Katrin Uba, an associate professor at Sweden’s Uppsala University who has been studying Thunberg’s impact on climate activism, told me that her rise to global prominence wouldn’t have been possible without social media—the same tool that her detractors are trying, and by all accounts failing, to use against her. Thunberg has already had a demonstrated impact on how her generation views the climate crisis, with one recent survey showing that nearly 70 percent of people under the age of 18 believe that climate change is a global emergency compared with 58 percent of people over the age of 60. Her influence, on the general public as well as on politicians and corporations, has been termed by Uba and others as “the Greta effect.”

Thunberg isn’t daunted by her status.
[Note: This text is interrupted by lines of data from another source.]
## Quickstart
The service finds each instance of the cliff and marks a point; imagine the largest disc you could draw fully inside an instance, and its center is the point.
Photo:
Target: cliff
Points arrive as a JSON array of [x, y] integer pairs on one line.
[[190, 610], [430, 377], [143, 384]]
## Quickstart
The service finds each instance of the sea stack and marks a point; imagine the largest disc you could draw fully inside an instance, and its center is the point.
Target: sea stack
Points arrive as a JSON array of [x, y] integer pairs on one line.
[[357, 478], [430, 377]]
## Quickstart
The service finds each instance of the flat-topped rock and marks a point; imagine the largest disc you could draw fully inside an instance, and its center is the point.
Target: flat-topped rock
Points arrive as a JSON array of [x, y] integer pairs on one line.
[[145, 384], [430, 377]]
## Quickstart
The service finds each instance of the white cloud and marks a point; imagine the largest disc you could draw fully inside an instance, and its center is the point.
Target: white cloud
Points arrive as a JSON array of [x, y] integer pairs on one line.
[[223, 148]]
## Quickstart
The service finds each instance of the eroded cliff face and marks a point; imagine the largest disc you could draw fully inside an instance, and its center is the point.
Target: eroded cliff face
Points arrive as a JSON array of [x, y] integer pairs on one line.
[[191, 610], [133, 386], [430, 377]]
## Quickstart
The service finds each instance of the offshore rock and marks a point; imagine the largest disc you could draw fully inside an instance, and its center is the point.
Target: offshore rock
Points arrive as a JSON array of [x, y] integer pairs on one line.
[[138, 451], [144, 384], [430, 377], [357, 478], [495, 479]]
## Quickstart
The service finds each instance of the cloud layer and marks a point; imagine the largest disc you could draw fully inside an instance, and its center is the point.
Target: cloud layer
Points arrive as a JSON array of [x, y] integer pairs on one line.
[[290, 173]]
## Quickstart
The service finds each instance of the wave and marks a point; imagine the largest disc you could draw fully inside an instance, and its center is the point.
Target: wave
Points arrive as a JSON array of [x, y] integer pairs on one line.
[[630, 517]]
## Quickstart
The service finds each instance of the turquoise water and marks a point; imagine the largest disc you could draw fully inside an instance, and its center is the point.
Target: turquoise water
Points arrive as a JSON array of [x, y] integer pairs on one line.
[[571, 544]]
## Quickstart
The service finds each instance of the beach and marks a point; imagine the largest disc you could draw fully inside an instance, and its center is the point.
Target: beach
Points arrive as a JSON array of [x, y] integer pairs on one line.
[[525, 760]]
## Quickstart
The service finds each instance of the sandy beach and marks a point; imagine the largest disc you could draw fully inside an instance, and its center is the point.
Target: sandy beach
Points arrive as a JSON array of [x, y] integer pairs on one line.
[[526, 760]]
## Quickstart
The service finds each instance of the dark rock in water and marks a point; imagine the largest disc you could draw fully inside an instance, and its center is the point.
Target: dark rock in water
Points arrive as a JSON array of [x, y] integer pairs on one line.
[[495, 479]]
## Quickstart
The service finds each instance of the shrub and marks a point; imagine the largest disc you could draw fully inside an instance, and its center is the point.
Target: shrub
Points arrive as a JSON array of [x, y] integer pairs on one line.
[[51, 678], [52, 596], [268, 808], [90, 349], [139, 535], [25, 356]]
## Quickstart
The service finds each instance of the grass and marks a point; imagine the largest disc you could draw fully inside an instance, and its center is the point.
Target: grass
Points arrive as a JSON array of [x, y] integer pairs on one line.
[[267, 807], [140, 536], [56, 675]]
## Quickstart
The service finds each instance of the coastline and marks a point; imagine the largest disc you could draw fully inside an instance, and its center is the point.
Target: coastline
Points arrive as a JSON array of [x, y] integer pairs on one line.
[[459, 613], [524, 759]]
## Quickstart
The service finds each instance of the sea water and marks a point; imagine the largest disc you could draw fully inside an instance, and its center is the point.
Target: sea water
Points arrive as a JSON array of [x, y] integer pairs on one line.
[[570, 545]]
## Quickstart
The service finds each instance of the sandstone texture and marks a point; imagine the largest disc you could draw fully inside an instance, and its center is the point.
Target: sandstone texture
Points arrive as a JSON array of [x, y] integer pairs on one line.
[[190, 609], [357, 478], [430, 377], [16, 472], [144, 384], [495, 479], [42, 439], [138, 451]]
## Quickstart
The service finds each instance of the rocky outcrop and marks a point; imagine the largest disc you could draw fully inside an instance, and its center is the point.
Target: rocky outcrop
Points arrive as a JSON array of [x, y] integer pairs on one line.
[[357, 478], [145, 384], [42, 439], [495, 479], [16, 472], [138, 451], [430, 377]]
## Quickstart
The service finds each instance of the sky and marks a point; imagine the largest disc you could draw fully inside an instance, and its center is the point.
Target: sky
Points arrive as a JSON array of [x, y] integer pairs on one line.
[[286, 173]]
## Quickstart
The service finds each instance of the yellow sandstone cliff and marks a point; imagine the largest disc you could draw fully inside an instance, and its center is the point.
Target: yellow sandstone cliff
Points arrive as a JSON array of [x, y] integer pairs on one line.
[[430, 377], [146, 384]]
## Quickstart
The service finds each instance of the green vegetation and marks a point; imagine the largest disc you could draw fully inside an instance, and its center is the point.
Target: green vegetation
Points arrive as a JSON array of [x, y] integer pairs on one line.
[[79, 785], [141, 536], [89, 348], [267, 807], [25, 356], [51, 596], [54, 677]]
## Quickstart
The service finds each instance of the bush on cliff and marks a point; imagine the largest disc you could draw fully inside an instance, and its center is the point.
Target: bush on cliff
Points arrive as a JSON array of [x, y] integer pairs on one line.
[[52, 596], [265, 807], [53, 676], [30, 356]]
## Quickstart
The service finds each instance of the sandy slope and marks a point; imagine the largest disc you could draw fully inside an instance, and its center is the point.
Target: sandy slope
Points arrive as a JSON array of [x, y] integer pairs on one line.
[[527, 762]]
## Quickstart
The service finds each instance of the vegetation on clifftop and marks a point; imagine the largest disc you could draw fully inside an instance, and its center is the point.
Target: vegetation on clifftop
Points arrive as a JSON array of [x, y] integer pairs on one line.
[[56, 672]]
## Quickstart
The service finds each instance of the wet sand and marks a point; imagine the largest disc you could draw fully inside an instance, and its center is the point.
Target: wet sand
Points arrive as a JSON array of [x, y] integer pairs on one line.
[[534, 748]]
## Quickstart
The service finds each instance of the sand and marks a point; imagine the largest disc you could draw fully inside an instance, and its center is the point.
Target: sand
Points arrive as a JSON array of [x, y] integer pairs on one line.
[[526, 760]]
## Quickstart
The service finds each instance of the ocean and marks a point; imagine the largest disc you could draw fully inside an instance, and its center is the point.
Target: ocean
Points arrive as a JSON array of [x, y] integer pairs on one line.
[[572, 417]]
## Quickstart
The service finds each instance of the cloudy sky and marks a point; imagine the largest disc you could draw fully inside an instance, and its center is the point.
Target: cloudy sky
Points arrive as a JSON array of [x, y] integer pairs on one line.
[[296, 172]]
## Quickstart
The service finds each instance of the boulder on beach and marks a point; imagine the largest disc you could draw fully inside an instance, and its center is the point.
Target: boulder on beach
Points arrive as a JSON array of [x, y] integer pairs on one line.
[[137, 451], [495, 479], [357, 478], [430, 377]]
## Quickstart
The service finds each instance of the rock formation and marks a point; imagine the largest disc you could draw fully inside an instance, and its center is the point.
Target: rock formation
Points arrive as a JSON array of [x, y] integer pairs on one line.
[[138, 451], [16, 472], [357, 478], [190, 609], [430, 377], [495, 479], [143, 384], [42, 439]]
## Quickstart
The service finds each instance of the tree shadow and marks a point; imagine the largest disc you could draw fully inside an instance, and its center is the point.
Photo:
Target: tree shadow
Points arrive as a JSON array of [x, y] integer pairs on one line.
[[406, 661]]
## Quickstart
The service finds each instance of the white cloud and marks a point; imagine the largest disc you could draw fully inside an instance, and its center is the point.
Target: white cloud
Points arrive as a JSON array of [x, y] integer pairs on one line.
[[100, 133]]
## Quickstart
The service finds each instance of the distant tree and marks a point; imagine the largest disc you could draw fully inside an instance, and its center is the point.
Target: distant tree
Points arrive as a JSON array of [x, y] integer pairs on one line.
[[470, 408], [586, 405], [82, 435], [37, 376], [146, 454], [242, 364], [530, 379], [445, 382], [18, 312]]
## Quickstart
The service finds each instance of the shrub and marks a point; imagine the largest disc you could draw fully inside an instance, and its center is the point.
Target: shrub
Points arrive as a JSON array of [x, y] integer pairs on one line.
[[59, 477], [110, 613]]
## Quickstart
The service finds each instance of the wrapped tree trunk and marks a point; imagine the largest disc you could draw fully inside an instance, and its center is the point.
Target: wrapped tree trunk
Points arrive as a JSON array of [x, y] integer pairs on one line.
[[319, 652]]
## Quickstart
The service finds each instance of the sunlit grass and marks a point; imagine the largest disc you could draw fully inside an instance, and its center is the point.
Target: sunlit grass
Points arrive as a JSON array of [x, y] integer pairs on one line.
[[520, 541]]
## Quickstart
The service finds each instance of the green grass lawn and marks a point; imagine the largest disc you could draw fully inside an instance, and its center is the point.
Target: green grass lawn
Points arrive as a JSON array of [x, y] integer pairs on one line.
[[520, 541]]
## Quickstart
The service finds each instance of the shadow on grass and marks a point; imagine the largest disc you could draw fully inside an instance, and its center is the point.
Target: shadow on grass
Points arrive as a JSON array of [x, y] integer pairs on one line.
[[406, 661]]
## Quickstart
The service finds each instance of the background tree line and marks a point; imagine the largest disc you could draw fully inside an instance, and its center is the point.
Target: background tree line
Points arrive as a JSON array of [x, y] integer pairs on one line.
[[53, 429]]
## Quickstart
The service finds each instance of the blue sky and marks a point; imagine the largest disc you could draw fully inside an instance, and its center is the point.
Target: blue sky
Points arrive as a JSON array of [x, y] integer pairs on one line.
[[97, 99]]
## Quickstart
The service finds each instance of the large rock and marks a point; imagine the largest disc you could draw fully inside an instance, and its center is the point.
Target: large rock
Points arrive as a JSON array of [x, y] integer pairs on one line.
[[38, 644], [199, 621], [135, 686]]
The way she sees it, the demonization is a diversion from climate science, to which skeptics have few answers. It is proof that she and her fellow activists are having an effect. Those who attack her “are not evil,” she said in her interview with Vogue Scandinavia, extending a level of empathy that few of her detractors are ever likely to return. “They just don’t know better. At least that’s what I am trying to think.”